In the absence of preventive measures, between 1% and 2% of the newborns colonized during childbirth develop an early infection (in the first 7 days of life) . This condition occurs as sepsis, pneumonia or meningitis, and in the vast majority of cases it occurs during the first 24 hours of life   . Mortality, which in the years 1970-1980 reached 50%, has now been reduced to 4% - 5% as a result of advances in neonatal care. However, as a consequence of the infection, 25% - 30% of the affected newborns suffer important neurological sequelae .
In addition to GBS maternal colonization, different factors increase the risk of early neonatal infection.
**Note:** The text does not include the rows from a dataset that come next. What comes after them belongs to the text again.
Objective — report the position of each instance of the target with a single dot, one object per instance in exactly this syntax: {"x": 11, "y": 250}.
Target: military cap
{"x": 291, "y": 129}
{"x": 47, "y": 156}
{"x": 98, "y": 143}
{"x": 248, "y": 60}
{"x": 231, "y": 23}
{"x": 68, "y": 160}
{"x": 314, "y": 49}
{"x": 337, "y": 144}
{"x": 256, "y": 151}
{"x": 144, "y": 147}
Risk factors include: prematurity, prolonged rupture of the membranes (more than 18 h), intrapartum fever (≥38˚C), GBS bacteriuria during pregnancy and a previous newborn affected by GBS infection. However, 50% of infections occur in newborns without risk factors . Fortunately, the incidence of early neonatal GBS infection in Spain has decreased by 73% after the implementation of prevention measures, standing at a rate of approximately 0.33% to 0.18% .
GBS is also an important cause of infection during pregnancy (chorioamnionitis) and in the postpartum period (endometritis), and although the data is not conclusive, an association has also been reported between vaginal colonization by GBS and premature delivery, premature rupture of membranes (PROM), low weight at birth and intrauterine death  .
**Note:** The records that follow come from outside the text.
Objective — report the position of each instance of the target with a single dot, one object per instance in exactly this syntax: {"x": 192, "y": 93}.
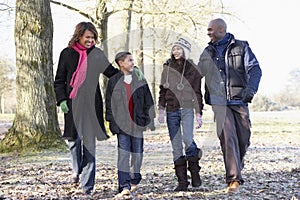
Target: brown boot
{"x": 194, "y": 168}
{"x": 181, "y": 173}
{"x": 233, "y": 187}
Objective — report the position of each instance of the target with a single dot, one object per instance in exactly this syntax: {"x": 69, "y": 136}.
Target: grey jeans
{"x": 233, "y": 129}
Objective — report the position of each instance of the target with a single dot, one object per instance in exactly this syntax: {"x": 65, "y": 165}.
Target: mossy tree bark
{"x": 35, "y": 125}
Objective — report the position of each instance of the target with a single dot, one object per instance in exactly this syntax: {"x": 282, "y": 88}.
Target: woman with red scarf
{"x": 78, "y": 94}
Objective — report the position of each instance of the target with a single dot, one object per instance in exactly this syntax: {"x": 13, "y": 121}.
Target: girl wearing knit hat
{"x": 179, "y": 95}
As for chorioamnionitis, it is known to originate from the passage of microorganisms into the amniotic cavity and the fetus. This access occurs mainly via the ascending route. It is generally seen in the context of PROM.
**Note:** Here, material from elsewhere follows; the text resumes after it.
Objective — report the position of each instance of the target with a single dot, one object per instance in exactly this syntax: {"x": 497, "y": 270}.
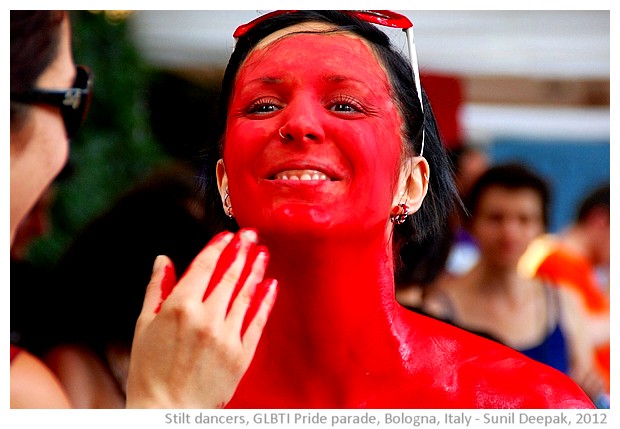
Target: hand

Here we present a case of chorioamnionitis with the result of intrauterine fetal death in full-term gestation in which the pregnant woman had integrity of the amniotic membranes.
2. Clinical Case
The case refers to a healthy 36-year-old [gravida 2, para 1 (cesarean section)]. It is hypothyroid, without presenting any other personal history or risk factors of interest. Current pregnancy is proceeding normally. A urine culture performed at week 28 of gestation was considered negative, with less than 10,000 CFU/mL; however, the GBS screening carried out in the urine culture was clearly positive. At 34 weeks gestation, another obstetric revision was performed, being completely normal. She is scheduled for the Fetal Well-being Consultation at the week 39 of gestation, indicating that she should only undergo coagulation tests for epidural anesthesia to be administered, but that vaginal-rectal GBS check-up, between 35 - 37 weeks, was not required, since she was considered a carrier of GBS at detection of the presence of this bacterium in the urine culture previously performed.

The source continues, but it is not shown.